取得できるレコードは次のようになります。


<AuditRecord><Audit_Type>1</Audit_Type><Session_Id>870027</Session_Id><StatementId>1526</StatementId><EntryId>196</EntryId><Extended_Timestamp>2021-07-28T09:29:09.443831Z</Extended_Timestamp><DB_User>TEST_USER</DB_User><OS_User>os_user</OS_User><Userhost>machine</Userhost><OS_Process>9127</OS_Process><Terminal>pts/2</Terminal><Instance_Number>0</Instance_Number><Object_Schema>TEST_USER</Object_Schema><Object_Name>???</Object_Name><Action>3</Action><Returncode>0</Returncode><Scn>3310108</Scn><DBID>1594158128</DBID><Current_User>TEST_USER</Current_User>
<Sql_Text>SELECT ?? from ??? where ??? = ??; </Sql_Text>
</AuditRecord>

見事に日本語が?に置き換わりました。。。これは全てのDBに共通するわけではなくMySQLではきちんと出力される。PostgreSQLは?に置き換わるなど、DBによって変わってくるようです。

1MB超えた時に情報が欠如する場合がある

DownloadDBLogFilePortionはどこまでダウンロードをしたかはMarkerによって保持されます。しかしこのMarkerにも問題があります。1MBが行の終わりでない場合


<AuditRecord><Audit_Type>1</Audit_Type><Session_Id>290027</Session_Id>
<StatementId>1450</StatementId><EntryId>2900</EntryId>
<Scn>1216463</Scn><DBID>1594158128</DBID><Curr [Your log message was truncated]
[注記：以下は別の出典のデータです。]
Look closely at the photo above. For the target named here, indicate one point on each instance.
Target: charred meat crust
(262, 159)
このように [Your log message was truncated] が出力されて行の残りが切り取られてしまいます。ではこのMarkerがどこから再開するかというと


<Sql_Text>update TEST set value = value where id = 26</Sql_Text></AuditRecord>
<!-- 次の行から再開している -->

次の行から再開で切り取られた情報は完全に欠如してしまいます。標準監査はXMLファイルとして使用しますが、XMLとしてのフォーマットも完全に崩れてしまいます

RDS:DownloadCompleteDBLogFile

RDS:DownloadCompleteDBLogFile

このアクションはAWS コンソールの ダウンロード ボタンが該当します。ファイルをフルダウンロードし、先ほど説明したデメリットが発生しません。
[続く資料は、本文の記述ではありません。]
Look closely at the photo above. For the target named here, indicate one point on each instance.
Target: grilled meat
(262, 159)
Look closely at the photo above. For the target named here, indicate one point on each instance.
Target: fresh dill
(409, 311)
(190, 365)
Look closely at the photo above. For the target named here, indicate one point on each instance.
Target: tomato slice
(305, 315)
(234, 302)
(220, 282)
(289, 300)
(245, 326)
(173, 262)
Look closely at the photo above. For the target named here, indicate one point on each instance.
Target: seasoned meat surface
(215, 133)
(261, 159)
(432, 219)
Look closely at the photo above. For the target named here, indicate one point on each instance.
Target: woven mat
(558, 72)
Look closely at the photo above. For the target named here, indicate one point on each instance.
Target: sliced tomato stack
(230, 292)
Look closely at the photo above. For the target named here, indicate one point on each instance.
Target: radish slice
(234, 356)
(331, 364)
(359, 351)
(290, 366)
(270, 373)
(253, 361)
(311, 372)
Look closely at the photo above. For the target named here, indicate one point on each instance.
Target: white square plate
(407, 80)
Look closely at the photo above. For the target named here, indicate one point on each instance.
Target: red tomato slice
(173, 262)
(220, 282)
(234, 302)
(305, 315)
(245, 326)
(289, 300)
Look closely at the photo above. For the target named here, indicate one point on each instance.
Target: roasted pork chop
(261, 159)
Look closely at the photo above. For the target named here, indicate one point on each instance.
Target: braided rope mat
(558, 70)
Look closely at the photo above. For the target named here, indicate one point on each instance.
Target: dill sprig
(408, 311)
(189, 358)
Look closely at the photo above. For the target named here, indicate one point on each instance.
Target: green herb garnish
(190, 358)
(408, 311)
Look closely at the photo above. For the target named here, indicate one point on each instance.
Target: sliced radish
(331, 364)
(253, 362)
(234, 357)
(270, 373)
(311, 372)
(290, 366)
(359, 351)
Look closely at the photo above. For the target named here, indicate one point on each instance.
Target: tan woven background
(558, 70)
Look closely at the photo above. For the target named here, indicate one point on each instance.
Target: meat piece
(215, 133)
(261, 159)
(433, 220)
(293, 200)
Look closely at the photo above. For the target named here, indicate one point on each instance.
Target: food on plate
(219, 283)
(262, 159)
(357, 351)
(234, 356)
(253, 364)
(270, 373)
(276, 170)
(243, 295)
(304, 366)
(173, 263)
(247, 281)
しかしこのアクションは次のようなデメリットがあります。

AWS SDKで実装されていない

このアクションはRDS APIと構造が違うためかAWS SDKとして実装されていません。また一時期はIAMアクションとして識別されないアクションと警告がでていて、このアクションの動向が不明慮でした。

ファイルを途中からダウンロードできない

フルダウンロードなので当然ですが、ファイルのダウンロードの開始場所を途中からという事が出来ないです。このため書き終えたファイルをダウンロードするなら問題無いのですが、ダウンロードしたファイルに更新があると再ダウンロードする必要があります。
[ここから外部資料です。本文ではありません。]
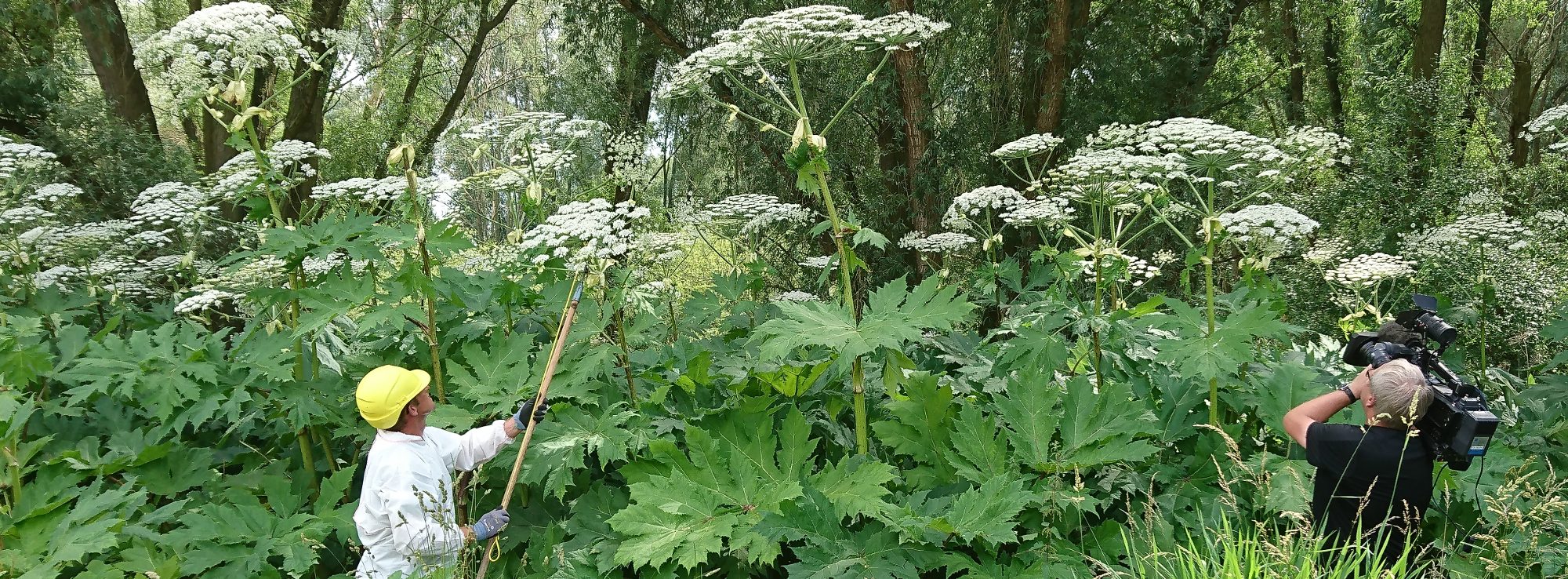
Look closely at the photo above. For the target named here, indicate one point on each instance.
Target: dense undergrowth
(176, 387)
CloudWatch Logsへ発行 -> サブスクリプションフィルタ

RDS Oracleの標準監査ログファイルはCloudWatch Logsへ発行できます。 ただしCloudWatch Logsに溜まったログを定期的に参照するにはCloudWatch Logsの制限がきついため、サブスクリプションフィルタという機能を利用します。

図ではKinesis Data Streamsを例にしていますが、lambdaやKinesis Firehoseで利用する事もできます。
この方法はファイルダウンロード時の欠点について考える必要が無いです。しかしこの方法にも欠点があります。

CloudWatch Logs、Kinesis等の値段がかかる

CloudWatch Logsの料金は以下の通りです。

  • $0.76 : 取り込み GB あたり
  • $0.033 : GB あたりのアーカイブ/月

またそれに加えてKinesis Data Streamsの料金がかかります。 Kinesis Data Streamsは安価ですが、Kinesis Firehoseは便利な分料金が高いです。

最後に

いかがだったでしょうか?どのログの取得の仕方にもそれぞれ一長一短がありました。ここでは説明しませんでしたが、Oracleのログファイル取得は結構大変でファイルが書き込み終了したかどうかの判別もダウンロードしないといけません。料金等を気にしないのであればサブスクリプションフィルタを使った方法が一番簡単だと思います。今回は標準監査ログの取得について説明しましたが、Oracle 21cでは標準監査が非推奨となりました。統合監査の取得については後編で話したいと思います。